Ни слова, господин министр!

22
18
20
22
24
26
28
30

— Этот позор всегда со мной. Прошлое необходимо похоронить, если оно мешает идти дальше. Мое единственное оправдание — это ты. Я не настолько безнадежен, чтобы не поклоняться тебе. Тогда ты была потрясающей и своенравной маленькой женщиной. Сейчас — ты самая стойкая, самая красивая девушка на свете. Однако меня пугает, что ты не следишь за ресурсом, хватаешься за то, что смертному не по силам…

— Родерик, можно я не буду через каждое твое слово повторять «тоже». Да, и я тоже с ума схожу из-за того, что ты себя не щадишь. Он приподнялся на локте и взирал на меня подозрительно довольный.

— Тссс, дорогая. И этот разговор перенесем на попозже. Ты так замечательно освоила первый этап любовной игры. Провокационные поглаживания.

От возмущения я вынырнула из-под простыни целиком и улеглась на него сверху.

— Я за справедливость. Ты первый начал.

Однако я быстро поняла, что очередность не имела такого значения, как настойчивость и регулярность.

Позже Родерик все же нашел время показать мне маленькую колбу, куда он переместил воспоминания, потерянные из-за блока Клавдии. По его словам, им отводилось еще два-три дня, не больше. Потом они испарятся. Главное, что блок перестал мне мешать.

Когда князь через полтора часа все же покинул спальню, я в задумчивости взяла в руку емкость с горящей на дне изумрудной искрой. Вытянутой по краям, как магическое зернышко.

Родерик заверил, что на этот раз погружение займет совсем немного времени. Я все еще сомневалась, памятуя, что и на морок, наведенный братом, он отводил не дни, а часы.

С другой стороны, это последняя возможность снова встретить маму и ее коронованную подругу. Родерик не держал на Клавдию зла. Значит, и мне нечего опасаться новой порции боли.

Я отвинтила крышку и вынула затычку.

Глава 106

В последние недели все дни были похожи один на другой. Я лежала, уткнувшись лицом в подушку, накрывшись одеялом и даже покрывалом. Глубокое равнодушие не покидало. Иногда я снова слышала мамин крик. Она закричала всего один раз, в ту минуту, когда принесли папу.

Тогда, сразу после возвращения из дворца, я бродила внизу, напичканная обезболивающим, как сомнамбула, и игнорировала ее попытки меня уложить. Ждала, когда же вернется отец.

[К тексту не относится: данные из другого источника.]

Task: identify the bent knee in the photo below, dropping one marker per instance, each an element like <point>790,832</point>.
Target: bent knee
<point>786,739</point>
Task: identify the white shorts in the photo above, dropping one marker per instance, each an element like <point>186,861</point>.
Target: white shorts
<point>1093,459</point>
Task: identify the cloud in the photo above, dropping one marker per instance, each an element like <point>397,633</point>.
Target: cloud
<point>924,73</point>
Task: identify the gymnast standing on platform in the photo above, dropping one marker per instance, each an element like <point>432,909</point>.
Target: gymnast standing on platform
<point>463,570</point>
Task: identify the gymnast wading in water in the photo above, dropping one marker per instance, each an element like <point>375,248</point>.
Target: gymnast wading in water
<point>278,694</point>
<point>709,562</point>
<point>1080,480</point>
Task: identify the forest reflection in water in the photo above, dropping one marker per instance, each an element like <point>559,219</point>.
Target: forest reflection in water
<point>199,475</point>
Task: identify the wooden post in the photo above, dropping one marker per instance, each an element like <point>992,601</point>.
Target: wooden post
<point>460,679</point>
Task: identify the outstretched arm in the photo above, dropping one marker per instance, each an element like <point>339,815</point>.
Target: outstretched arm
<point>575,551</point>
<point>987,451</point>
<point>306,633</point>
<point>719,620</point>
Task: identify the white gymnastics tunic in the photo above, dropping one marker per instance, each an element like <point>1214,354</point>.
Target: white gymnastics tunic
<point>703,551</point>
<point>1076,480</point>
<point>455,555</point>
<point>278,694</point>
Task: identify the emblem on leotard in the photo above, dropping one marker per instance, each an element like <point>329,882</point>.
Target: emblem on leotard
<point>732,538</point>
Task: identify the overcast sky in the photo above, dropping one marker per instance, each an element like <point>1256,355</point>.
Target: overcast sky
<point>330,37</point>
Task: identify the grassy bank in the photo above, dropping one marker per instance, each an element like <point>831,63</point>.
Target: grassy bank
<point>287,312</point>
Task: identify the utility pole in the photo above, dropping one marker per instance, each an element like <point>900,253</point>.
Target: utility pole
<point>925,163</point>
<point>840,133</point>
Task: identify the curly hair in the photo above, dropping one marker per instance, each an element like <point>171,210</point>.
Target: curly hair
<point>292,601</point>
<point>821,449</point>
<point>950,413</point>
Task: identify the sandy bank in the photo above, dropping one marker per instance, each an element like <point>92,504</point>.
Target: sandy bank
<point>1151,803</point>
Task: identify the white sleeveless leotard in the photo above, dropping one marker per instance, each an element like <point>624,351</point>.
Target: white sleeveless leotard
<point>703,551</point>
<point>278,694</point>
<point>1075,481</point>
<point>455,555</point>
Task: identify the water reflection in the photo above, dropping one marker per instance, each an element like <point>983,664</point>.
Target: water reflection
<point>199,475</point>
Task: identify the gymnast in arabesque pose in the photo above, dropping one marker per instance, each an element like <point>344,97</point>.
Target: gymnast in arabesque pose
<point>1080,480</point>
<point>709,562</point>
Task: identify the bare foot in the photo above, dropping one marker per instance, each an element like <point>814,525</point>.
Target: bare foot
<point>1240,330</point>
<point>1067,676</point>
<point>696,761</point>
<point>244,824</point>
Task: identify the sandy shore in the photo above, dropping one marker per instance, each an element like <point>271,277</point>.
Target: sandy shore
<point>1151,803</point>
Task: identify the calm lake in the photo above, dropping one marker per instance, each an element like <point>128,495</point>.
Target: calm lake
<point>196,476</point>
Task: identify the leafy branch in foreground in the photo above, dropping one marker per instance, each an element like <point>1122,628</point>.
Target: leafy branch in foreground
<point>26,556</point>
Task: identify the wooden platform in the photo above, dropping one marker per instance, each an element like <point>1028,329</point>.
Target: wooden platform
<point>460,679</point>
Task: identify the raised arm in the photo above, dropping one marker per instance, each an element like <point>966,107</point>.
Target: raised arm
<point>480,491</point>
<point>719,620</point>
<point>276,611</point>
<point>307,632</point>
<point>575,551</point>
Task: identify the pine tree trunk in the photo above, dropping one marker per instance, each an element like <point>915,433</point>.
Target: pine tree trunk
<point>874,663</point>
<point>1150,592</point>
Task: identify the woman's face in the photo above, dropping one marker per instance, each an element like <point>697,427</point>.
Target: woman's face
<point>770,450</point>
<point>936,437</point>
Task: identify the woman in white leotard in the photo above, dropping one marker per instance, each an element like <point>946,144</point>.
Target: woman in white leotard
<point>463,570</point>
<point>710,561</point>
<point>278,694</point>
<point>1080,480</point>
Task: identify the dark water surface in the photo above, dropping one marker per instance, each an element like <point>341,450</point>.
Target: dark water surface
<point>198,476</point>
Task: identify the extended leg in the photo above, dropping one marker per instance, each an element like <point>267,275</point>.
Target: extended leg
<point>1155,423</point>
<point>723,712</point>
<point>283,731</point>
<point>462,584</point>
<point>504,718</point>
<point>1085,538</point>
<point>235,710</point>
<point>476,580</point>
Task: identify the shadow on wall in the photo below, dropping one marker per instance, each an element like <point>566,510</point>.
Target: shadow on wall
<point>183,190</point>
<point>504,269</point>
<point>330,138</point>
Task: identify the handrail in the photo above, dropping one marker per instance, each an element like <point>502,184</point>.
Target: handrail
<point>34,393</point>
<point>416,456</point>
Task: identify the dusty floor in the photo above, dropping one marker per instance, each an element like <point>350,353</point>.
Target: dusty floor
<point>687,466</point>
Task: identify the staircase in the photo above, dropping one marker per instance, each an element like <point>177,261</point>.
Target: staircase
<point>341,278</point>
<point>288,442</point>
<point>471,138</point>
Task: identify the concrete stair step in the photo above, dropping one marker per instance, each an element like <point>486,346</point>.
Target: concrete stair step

Робертина больше не плакала и не жаловалась. Делала все четко, как будто израненная девица на грани помешательства и пожилой маг в агонии были для нее посторонними людьми. Она занялась отцом, но перед этим заставила меня выпить снотворное.

Так что его последние минуты я пропустила. Запомнила лишь неестественно бледное лицо и навсегда обескровленные губы.

Это так похоже на маму. Она никого не обманывала при лечении. Всегда четко обозначала снадобья. Как же все-таки заставила меня принять то сонное зелье? Сила убеждения в ней велика. Почти как в Родерике.

Родерик… Я видела его от силы два раза. Он приходил чаще, но мама объясняла ему, что я большую часть дня спала, погрузившись в свое горе. Так оно и было. Просыпаться совсем не хотелось.

Я не помнила те бессвязные речи, которыми уговаривала князя расторгнуть помолвку. Боялась вспоминать. По-моему, больше напирала на то, что приняла дружескую привязанность за что-то серьезное. Мол разговор с отцом перед его смертью заставил меня отказаться от роковой ошибки: не рисковать благополучием страны из-за женитьбы Конрада на «не той» женщине, то есть на мне.

— Будь убедительнее, Оливия, — сказал его брат, передавая меня, пришибленную огромным мутно-серым пятном в голове, в руки дюжему гвардейцу. — Одно неверное слово, и Род поймет, что случилось. Ты захотела отдать силу своему королю, и я принял этот дар. Ты ублажала меня с таким рвением, что я не против повторить. Однако будь осторожна, моя дорогая. Одно неверное слово, и он убьет сначала тебя, а потом набросится на меня — и это будет равносильно самоубийству. Прояви благоразумие.